A rational person may conclude that our electoral history shows that a lurch to the far left was not, is not and will never be electorally successful.

The Labour Party under its new leadership understands this and the Labour conference and the performance of much of the Labour front bench since then marks a “turning of the corner.”

But the challenge, as we found in the 1980s and early 90s, is that moving from positions much of the British public regards as extreme, is necessary but insufficient.

We don’t need to repeat the long journey back from 1983, step by agonising step, to 1997. And, frankly, the country can’t afford it.

For the best part of the last half century, Labour has needed to reconcile the Labour and non Labour progressive traditions of British politics, in order to win power and govern sustainably.

This was the philosophy behind New Labour and the social changes this poll reflects, makes that more, not less, important today.

New Labour succeeded until the pressures of power, longevity in office, and the divisions in progressive forces left Labour vulnerable as a government, and the Lib Dems with an opportunity too juicy to resist.

But the consequences for both have been baleful.

Labour retreated to its perennial trope of a Labour government defeated by Tories because betrayed by its leadership. The Lib Dems entered a coalition with a Conservative government only to find that it had to take decisions inconsistent with the basis on which they had challenged Labour.

Labour now has an opportunity to become again the party of government, and its enemy is caution. It can move to a winning position, but it means complete clarity of purpose and direction.

The leadership should continue to push the far left back to the margins. The country must know there is no question of negotiating the terms of power with them.

The party needs a new future oriented policy agenda based on an understanding of how the world is changing which rejects both the old fashioned statist view of the left and the status quo politics of the right. I have suggested before that the technology revolution should be at the heart of it.

We should openly embrace liberal, tolerant but common-sensical positions on the “culture” issues, and emphatically reject the “wokeism” of a small though vocal minority.

We should go out and seek the best and brightest from the younger generation to come and stand as Labour candidates. And make a virtue of doing so.

All of this is difficult, but none of it is impossible. The poll shows it is necessary if winning is the aim. As it should be — not for power, but for principle. The last Labour government had many faults, as all governments do. Even the best end eventually, and the anger at some of the decisions — particularly Iraq — was understandable.

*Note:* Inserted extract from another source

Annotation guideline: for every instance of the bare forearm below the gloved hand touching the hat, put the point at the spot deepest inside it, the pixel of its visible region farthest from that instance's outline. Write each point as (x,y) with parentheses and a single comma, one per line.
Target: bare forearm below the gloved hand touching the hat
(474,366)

But there were radical improvements in public services; large reductions in poverty; some things like the Northern Ireland peace process which took years of patient effort, and some such as trebling the development budget or the minimum wage, which took political will. And much we did — on a daily basis — spoke not just to different policies, but to different values.

Labour could do it again. Its leadership today is capable of governing and confidence is returning. The corner is turned. But the road ahead is long and the vehicle requires an engine which can accelerate at speed. We just require the determination to do it.